But the most eye-opening moment came when the conversation turned to what Epstein may have really been. For years, speculation has swirled around whether the disgraced financier was merely a wealthy sexual predator with powerful friends—or something more.

Douthat argued that after reviewing released records, he found less evidence of a vast conspiracy than many expected. While he acknowledged the possibility of foreign intelligence connections, he said he did not see clear proof of an organized blackmail operation.

Luna wasn’t convinced. While reviewing previously unredacted Justice Department records, she said she discovered something that immediately raised red flags. “So I discovered a document in going through some of the records unredacted over at the D.O.J., and he did have an alias. It was a passport, and his address was located, I think, in Saudi Arabia. I believe it was an Austrian passport. And that was in his safe that he had with a bunch of other cash, diamonds, et cetera.”

That revelation struck Luna as highly unusual. “Most people don’t have a completely fake name in a safe with that type of information.”

Her conclusion? “That was my first kind of, all right, he definitely had intel connections. I think the guy dealt in intelligence and exchange of information.”

The claim echoes years of public speculation surrounding Epstein’s international contacts, private jet network, elite social circles, and the extraordinary protections he appeared to receive from influential figures over multiple decades.

Yet Luna says the biggest mysteries remain unresolved. “The thing that will always be a question for me, and I don’t think that we’re ever going to get the answer on this, is: What happened with the alleged evidence that was destroyed?”

That’s the question that continues to haunt the case. Not who attended a party. Not who posed for a photograph. But what evidence may have disappeared, who had access to it, and why.

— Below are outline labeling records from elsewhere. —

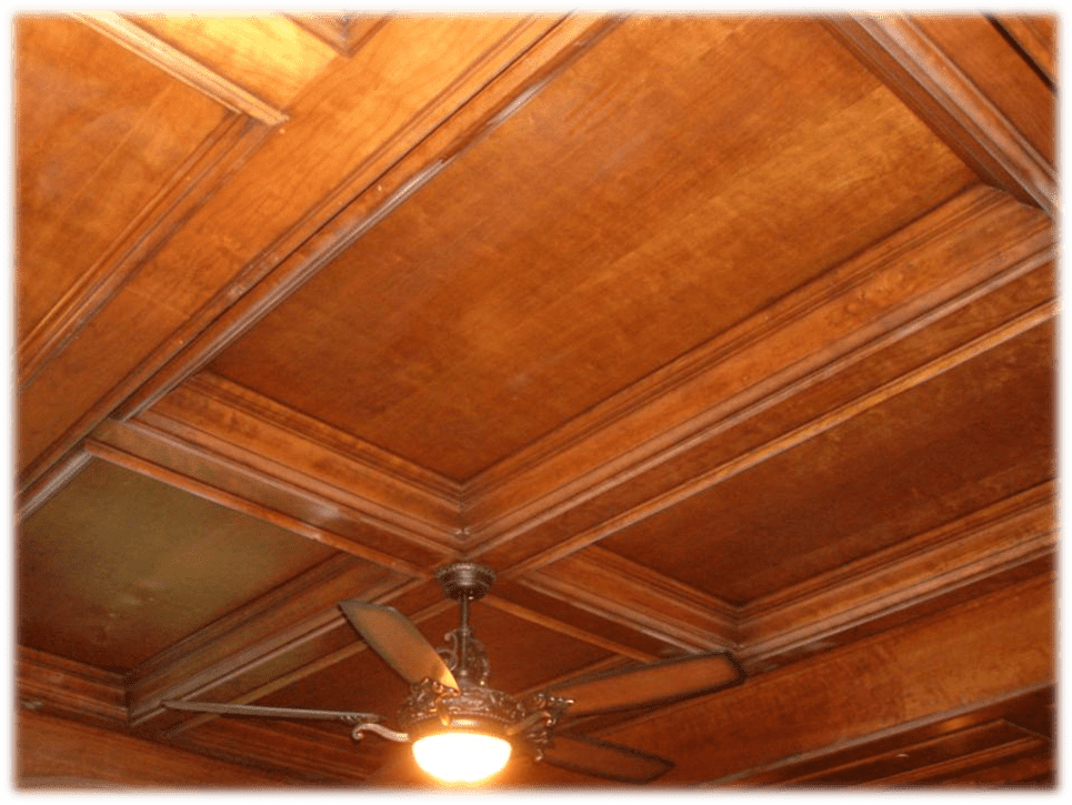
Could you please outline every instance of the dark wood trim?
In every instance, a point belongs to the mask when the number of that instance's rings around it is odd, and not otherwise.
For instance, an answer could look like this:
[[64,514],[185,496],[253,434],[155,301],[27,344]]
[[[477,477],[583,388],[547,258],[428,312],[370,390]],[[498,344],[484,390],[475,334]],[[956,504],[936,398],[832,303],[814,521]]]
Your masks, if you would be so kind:
[[124,678],[131,723],[157,712],[161,698],[182,697],[187,688],[227,676],[292,642],[295,634],[312,634],[325,623],[345,625],[337,608],[343,598],[385,600],[412,584],[414,580],[347,554],[333,556],[131,670]]
[[374,503],[404,513],[405,520],[424,521],[442,533],[449,544],[458,543],[455,483],[210,372],[191,378],[130,422],[353,509]]
[[[438,585],[435,585],[438,587]],[[431,584],[423,585],[421,587],[414,587],[410,585],[397,592],[399,597],[402,597],[407,593],[412,593],[414,590],[423,592],[431,588]],[[425,606],[422,610],[413,612],[409,607],[400,603],[399,600],[390,598],[384,596],[377,601],[377,603],[390,603],[392,606],[399,607],[403,612],[411,612],[408,617],[413,623],[422,623],[430,617],[435,617],[437,615],[445,612],[447,610],[454,606],[451,601],[443,601],[440,598],[435,603]],[[324,648],[318,638],[323,637],[329,632],[333,632],[335,640],[330,642],[330,646]],[[308,648],[312,651],[303,651]],[[271,652],[256,664],[231,667],[228,668],[226,665],[218,668],[216,678],[208,678],[206,676],[206,684],[196,691],[189,690],[189,685],[180,684],[168,691],[164,691],[162,695],[159,695],[159,701],[168,698],[197,698],[203,693],[212,693],[212,701],[222,701],[230,704],[249,704],[256,702],[269,694],[280,691],[288,685],[298,682],[311,674],[322,671],[323,668],[330,667],[335,663],[342,662],[348,657],[353,656],[358,652],[364,651],[368,646],[359,640],[353,634],[353,628],[349,623],[339,621],[327,623],[320,628],[310,631],[303,635],[299,635],[297,640],[290,644],[282,646],[281,650]],[[271,668],[269,674],[257,674],[259,670],[258,665],[267,665],[275,660],[283,658],[288,660],[287,654],[301,655],[298,662],[285,662],[280,667]],[[174,711],[168,711],[167,713],[162,708],[157,708],[153,712],[147,712],[142,721],[137,724],[147,732],[162,734],[168,739],[171,739],[178,735],[181,735],[190,729],[207,724],[208,722],[214,721],[220,716],[213,715],[211,713],[200,713],[198,715],[189,716],[183,714],[178,714]]]
[[397,131],[339,189],[252,261],[234,299],[116,411],[144,411],[207,365],[451,160],[490,133],[621,21],[619,12],[529,18]]
[[995,26],[1003,29],[1016,42],[1031,62],[1039,69],[1054,89],[1060,89],[1064,70],[1062,69],[1062,42],[1053,41],[1051,37],[1039,29],[1032,17],[1052,14],[1056,18],[1058,27],[1063,30],[1061,12],[1055,8],[1030,7],[998,7],[986,8],[983,13]]
[[1055,217],[1053,165],[904,11],[813,11],[980,177]]
[[17,710],[106,726],[127,722],[122,675],[28,646],[14,644],[12,648],[12,697]]
[[12,506],[14,522],[26,521],[27,517],[43,506],[82,471],[91,457],[84,450],[72,450],[61,461],[49,467],[47,473],[39,475],[32,484],[16,496]]
[[[954,198],[475,479],[469,551],[510,572],[560,559],[574,550],[554,525],[565,512],[575,533],[591,501],[674,477],[690,450],[1049,262],[1055,234],[1004,193]],[[623,453],[623,440],[635,446]],[[643,515],[634,504],[620,522],[597,521],[578,545]]]
[[543,626],[545,628],[554,630],[559,634],[564,634],[568,637],[573,637],[574,640],[583,641],[584,643],[588,643],[590,645],[599,646],[600,648],[605,648],[609,652],[613,652],[614,654],[620,654],[621,656],[624,656],[624,657],[630,657],[632,660],[637,660],[642,663],[647,663],[658,658],[654,655],[649,654],[647,652],[638,651],[632,646],[627,646],[621,643],[617,643],[612,640],[608,640],[607,637],[603,637],[602,635],[599,635],[594,632],[580,628],[579,626],[574,626],[573,624],[567,623],[565,621],[560,621],[558,618],[551,617],[550,615],[545,615],[543,613],[537,612],[535,610],[530,610],[527,606],[521,606],[520,604],[515,604],[512,601],[508,601],[507,598],[500,597],[498,595],[489,595],[488,597],[483,598],[483,603],[487,603],[489,606],[493,606],[497,610],[500,610],[501,612],[505,612],[510,615],[513,615],[514,617],[520,617],[523,621],[529,621],[530,623],[534,623],[538,626]]
[[228,109],[253,118],[268,127],[280,125],[289,120],[285,112],[266,103],[230,79],[210,70],[197,59],[114,11],[83,9],[67,13]]
[[394,9],[364,9],[357,14],[324,14],[313,10],[287,11],[285,14],[331,46],[339,56],[352,57],[381,26],[395,13]]
[[19,344],[19,393],[182,227],[264,140],[263,125],[229,114],[179,167],[103,254]]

Luna also raised another uncomfortable possibility that critics of the official narrative have highlighted for years. “This type of operation could not have existed without the intelligence agencies knowing about it, so what exactly was he doing?” That’s the multi-billion-dollar question.

Epstein is dead. Many records have been released. Endless headlines have come and gone.

Yet despite years of investigations, congressional inquiries, media exposés, lawsuits, and document dumps, the public is still left staring at the same troubling reality: a man with extraordinary access to the world’s rich and powerful somehow built an international sex-trafficking enterprise in plain sight.

Washington insists the story is largely finished. A number of Americans aren’t so sure.